In the same phone call the service manager said they noticed that when the vehicle gets to around 60km/h it loses power and you need to back off the accelerator and reapply. I said I have not had an issue like that.

Well I picked the patrol up today since they can't diagnose it without the CE light being on and basically planned on driving it around until the light comes on and then drive it to Nissan with the light still on. On the way home I noticed it wasn't boosting over 10psi which explains what the service manager was saying about it not going over 60km/h without letting off the accelorater.

This begs the question "What has Nissan done that's stopped it from boosting". I picked up the patrol just as they were closing for Christmas so I couldn't even call to tell them about the boost issue.
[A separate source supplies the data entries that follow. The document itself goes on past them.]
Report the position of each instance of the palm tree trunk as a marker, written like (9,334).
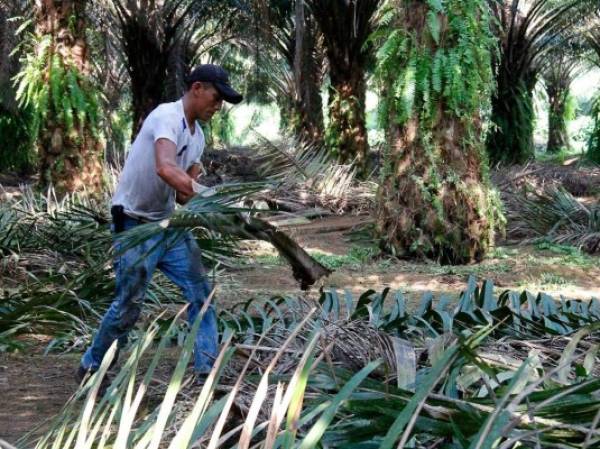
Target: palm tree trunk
(70,150)
(307,77)
(510,140)
(558,135)
(434,200)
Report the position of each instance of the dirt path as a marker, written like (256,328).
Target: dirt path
(33,388)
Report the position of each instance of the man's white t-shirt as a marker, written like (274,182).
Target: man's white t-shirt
(141,192)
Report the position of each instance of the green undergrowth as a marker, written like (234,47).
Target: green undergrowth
(357,257)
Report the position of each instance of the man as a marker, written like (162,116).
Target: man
(161,168)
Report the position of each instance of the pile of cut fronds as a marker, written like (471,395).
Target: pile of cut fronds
(481,371)
(556,215)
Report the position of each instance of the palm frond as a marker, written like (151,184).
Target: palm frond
(557,215)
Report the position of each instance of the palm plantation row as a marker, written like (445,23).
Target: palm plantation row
(453,95)
(456,83)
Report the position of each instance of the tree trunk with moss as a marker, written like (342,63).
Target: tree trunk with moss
(558,134)
(346,27)
(70,151)
(434,199)
(510,140)
(559,74)
(308,105)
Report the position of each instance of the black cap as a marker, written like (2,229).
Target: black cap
(211,73)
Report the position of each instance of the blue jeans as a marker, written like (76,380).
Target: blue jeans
(178,257)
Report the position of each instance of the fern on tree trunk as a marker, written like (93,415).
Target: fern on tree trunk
(558,135)
(434,199)
(346,27)
(511,138)
(54,82)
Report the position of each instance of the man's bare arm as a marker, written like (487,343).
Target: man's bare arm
(166,167)
(193,172)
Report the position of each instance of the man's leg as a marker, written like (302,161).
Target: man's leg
(133,271)
(182,264)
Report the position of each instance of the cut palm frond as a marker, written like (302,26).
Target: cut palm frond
(556,215)
(287,377)
(216,214)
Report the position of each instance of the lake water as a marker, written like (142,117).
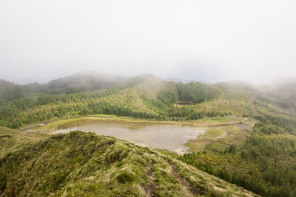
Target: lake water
(168,136)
Should I be driving it with this boost issue? should I be taking it back to Nissan or somewhere like http://www.unitedfuel.com.au/ ?

threedogs
24th December 2012, 05:22 PM
Shite you are in the wars, IMO I'd Get your 4x4 Dynoed ,I see you have NADS, good move..
You need to use OE filters only, with low boost your EGTs should be higher, PM Ferret and get a
EGR blanking plate, may just be want you need, Also dis-connect the battery for1 hr an DON'T touch the throttle when
you re start it

RaynMan
26th December 2012, 06:22 AM
Thanks threedogs. I disconnected the battery for 10 hours and restarted it as you described but no luck. Sux! oh well I'll contact either Nissan or United in a couple days. cheers.

RaynMan
26th December 2012, 09:30 PM
Update:

So I ended up fixing the boost problem, which in actual fact was the vehicle going into limp mode (not sure if that's technically the right wording but the symptoms were the same as what people regard limp mode as). It's a shame I didn't notice this sooner but when Nissan had the vehicle over the weekend they must have taken the intercooler off because one of the vacuum hoses was pinched tight between the rubber grommets and IC mounts. In the mean time I had played around withe the dawes valve and since I fixed the vacuum problem the boost was now set too low. I wound the dawes valve all the way out but I could get 12.5 to 13psi whereas it was originally set to 15psi.
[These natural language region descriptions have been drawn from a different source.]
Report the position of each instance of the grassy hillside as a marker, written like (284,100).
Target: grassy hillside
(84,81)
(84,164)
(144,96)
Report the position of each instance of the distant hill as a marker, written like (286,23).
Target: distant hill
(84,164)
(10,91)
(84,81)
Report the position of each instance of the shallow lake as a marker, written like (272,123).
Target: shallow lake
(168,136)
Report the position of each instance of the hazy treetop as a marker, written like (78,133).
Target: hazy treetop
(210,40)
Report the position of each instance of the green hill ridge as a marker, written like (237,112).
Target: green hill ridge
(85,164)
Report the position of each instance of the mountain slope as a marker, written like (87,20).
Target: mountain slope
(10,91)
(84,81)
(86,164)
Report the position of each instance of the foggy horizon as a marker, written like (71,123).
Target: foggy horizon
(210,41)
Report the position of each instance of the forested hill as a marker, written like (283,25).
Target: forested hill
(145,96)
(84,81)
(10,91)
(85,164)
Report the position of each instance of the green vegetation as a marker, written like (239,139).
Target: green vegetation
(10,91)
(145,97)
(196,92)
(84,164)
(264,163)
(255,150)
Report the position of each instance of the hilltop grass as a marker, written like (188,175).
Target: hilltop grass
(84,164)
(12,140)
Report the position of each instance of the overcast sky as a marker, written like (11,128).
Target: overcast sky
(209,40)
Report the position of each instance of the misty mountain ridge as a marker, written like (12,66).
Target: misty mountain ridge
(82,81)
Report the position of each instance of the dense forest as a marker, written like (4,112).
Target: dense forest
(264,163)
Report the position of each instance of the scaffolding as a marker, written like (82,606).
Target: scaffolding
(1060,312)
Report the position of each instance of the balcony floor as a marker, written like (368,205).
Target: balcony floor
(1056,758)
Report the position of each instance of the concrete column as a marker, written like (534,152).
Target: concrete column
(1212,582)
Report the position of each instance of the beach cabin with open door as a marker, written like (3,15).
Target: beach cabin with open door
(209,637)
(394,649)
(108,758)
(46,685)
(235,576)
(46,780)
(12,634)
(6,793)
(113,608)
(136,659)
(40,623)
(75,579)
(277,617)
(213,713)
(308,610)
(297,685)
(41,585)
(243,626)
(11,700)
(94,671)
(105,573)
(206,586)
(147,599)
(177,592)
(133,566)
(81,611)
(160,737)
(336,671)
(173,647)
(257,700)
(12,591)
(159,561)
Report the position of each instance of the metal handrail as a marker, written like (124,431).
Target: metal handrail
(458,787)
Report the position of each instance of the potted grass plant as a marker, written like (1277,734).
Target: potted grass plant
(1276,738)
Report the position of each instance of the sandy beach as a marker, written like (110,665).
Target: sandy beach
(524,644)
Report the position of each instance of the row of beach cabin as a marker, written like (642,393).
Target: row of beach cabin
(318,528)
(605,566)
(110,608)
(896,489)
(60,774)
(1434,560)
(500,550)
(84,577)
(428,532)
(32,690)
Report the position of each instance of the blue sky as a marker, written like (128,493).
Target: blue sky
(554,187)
I searched this forum and saw that some people recommended to stretch the spring, so I did (approx 30% longer) and reinstalled. I'm under the impression that since the spring is now longer the distance between the grub screw and locking screw is now greater. I have adjusted it 7 or 8 times, doing 1/2 turns but still haven't managed to set it to 15psi. One question I'd like to ask is if the dawes valve supposedly sets the max boost (say 15psi) is it normal that I am getting boost spikes for a short moment when being a bit heavier on the throttle? or should it not go over 15psi period.

RaynMan
7th January 2013, 12:26 AM
Well other than the boost still fluttering the patrol has been driving nicely... until today. The Check engine light came on again while I was cruising at 60kph. I got home and plugged in the ECUtalk to get some figures. The code was P77 Injector timing again, I have converted the data into 2 graphs, one with the injector timing and the other with the injector timing versus the RPM. (just multiply the RPM by 10 for the actual RPM, I had to convert it so it fit on the graph better). I have never really looked at how the injector timing should be but the figures do seem to be pretty inconsistent leading me to believe there is an issue with the injectors or the pump. Please chime in with your thoughts, thanks!

You can also view the actual datalog here (http://www.roamoz.com/images/ecutalk612013_0.csv)
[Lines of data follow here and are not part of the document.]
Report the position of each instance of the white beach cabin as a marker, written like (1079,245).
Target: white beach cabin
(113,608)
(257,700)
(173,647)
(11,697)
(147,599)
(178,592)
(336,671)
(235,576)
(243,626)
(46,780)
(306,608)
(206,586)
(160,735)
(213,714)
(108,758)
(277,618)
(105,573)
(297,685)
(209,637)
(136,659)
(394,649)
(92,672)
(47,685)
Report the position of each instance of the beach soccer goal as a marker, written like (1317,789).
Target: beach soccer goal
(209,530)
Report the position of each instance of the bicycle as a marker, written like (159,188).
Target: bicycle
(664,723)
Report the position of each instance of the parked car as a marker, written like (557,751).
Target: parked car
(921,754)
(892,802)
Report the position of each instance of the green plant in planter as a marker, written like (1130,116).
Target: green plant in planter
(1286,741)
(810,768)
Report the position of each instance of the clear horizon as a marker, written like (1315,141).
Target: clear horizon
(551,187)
http://www.nissanpatrol.com.au/forums/images/imported/2013/01/10.jpg
http://www.nissanpatrol.com.au/forums/images/imported/2013/01/11.jpg

Sir Roofy
7th January 2013, 07:12 AM
Well after reading your posts it might be electrical,the pulse is out of wack
or your up for some injectors with the amount of crap that was in the system
its a wonder its even going,some of the finer particals may have got through
and done the damage i hope not,and check all earths and connections 3ls are
very sensitive to any thing foriegn or bad earth,s

RaynMan
7th January 2013, 03:24 PM
Thanks mate. I do have a isolator switch on my bull bar, I'll disconnect that and undo all the earths and clean up the connections.